Certainly, we are concerned about the health and well-being of those patients who put their trust in their caregivers to act responsibly, morally and ethically to contribute to their healing process or wellness regimen. That should be inherent. But inside the business of ASC operations, we are concerned about how this incident affects those making decisions and shaping policy involving ASCs.

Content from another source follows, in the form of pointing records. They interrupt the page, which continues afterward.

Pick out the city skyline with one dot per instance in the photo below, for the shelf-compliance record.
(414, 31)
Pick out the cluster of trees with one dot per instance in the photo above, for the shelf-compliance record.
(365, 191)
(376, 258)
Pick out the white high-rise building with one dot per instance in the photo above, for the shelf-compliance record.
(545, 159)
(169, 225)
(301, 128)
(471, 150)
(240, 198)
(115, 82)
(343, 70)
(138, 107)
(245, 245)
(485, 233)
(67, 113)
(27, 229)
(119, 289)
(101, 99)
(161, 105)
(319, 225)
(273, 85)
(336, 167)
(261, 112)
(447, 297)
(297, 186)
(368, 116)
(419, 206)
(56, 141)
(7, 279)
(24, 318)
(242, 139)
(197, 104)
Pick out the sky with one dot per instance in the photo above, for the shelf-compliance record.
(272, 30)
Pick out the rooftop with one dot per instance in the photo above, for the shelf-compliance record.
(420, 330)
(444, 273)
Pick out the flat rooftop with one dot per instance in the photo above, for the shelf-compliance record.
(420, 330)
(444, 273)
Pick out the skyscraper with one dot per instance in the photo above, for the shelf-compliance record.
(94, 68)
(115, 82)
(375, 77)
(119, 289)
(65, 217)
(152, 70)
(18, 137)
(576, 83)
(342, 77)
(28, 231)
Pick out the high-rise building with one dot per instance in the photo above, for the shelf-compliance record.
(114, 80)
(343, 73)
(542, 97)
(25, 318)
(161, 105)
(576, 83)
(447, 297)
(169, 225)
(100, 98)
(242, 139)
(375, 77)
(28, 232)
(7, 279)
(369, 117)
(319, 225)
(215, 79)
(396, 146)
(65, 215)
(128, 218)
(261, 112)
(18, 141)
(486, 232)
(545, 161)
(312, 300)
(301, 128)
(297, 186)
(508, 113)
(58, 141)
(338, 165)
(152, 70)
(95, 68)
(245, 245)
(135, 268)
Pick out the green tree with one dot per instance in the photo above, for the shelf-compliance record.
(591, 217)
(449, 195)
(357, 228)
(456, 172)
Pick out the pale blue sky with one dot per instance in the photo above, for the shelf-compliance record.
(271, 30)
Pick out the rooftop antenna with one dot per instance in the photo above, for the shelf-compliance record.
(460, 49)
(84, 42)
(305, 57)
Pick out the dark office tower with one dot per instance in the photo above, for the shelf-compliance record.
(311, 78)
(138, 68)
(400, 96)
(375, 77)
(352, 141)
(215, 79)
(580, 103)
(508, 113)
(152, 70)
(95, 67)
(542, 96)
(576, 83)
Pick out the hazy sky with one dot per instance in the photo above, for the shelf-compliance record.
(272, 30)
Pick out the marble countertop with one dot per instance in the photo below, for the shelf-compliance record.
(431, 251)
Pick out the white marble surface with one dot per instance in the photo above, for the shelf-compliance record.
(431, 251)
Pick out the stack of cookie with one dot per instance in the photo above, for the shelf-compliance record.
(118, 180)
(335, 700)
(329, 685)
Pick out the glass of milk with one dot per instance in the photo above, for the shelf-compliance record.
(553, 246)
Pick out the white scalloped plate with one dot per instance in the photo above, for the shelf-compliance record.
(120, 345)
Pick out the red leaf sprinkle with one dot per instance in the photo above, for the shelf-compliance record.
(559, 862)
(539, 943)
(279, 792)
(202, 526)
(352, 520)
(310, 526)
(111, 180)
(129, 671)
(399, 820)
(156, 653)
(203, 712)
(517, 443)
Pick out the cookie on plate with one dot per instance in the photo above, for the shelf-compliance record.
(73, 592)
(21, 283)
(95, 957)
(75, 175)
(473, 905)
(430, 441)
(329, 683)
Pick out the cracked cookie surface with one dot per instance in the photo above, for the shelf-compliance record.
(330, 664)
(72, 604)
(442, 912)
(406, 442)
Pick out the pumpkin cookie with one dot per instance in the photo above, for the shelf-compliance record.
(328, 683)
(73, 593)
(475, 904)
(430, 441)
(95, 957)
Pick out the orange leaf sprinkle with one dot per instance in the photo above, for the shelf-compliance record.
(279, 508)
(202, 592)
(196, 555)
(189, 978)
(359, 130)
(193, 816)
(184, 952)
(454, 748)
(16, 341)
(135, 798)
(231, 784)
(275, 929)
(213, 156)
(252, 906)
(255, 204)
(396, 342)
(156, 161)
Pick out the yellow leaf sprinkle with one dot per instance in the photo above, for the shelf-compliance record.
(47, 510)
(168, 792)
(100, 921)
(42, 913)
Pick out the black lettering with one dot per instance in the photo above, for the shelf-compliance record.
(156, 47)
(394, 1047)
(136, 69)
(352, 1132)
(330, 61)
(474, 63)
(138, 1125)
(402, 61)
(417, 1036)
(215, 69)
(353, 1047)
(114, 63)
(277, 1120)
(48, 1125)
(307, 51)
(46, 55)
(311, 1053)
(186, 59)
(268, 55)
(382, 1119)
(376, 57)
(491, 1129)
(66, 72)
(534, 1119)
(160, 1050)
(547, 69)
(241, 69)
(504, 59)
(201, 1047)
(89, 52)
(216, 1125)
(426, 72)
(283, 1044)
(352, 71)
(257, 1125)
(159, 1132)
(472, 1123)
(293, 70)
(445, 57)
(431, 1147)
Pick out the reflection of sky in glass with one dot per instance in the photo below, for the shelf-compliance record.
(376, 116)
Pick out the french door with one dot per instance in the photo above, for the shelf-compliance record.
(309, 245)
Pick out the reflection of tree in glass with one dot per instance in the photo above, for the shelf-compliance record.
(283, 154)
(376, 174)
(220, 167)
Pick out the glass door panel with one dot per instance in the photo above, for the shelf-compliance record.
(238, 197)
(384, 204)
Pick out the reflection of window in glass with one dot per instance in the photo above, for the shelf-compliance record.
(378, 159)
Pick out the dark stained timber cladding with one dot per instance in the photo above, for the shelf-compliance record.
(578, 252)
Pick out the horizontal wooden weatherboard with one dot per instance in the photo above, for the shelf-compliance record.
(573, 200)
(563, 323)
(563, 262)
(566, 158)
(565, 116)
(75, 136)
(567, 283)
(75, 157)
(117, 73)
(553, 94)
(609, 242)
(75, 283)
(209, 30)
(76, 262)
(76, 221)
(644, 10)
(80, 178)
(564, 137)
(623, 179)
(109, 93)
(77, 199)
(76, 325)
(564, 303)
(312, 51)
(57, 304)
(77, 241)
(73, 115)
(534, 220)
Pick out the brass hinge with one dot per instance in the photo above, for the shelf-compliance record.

It’s no secret that the ASC industry has been crusading for years for equivalent financial respect and treatment from a reimbursement standpoint for its noteworthy achievements and generous participation in the healthcare industry alongside its acute-care siblings. In fact, hospitals regularly are involved in infection control and sterilization lapses for a variety of reasons, to which the Centers for Medicare and Medicaid Services (CMS) are starting to classify as medical errors – and rightly so – and not reimbursing facilities for follow-up treatment – again, rightly so.

Even as the ASC industry tries to emphasize its separation from physician-owned hospitals by the hospital community trying to influence perceptions that fuse the two healthcare facility types under one umbrella, let’s hope government leaders, industry regulators and professional watchdogs put this incident in perspective and not rush to a flash judgment condemning an entire industry.

Politicians may resign for moral lapses and youthful indiscretions, but the president of The Joint Commission once told me in an exclusive interview that, “If we were to put out of business every hospital in which any error occurred there would be no place to receive care anywhere in the world.” One bad apple should not define an industry that does so much good and represents a key component to healthcare’s success and future. In a presidential election year where healthcare reform is a hot topic it’s paramount to remember that.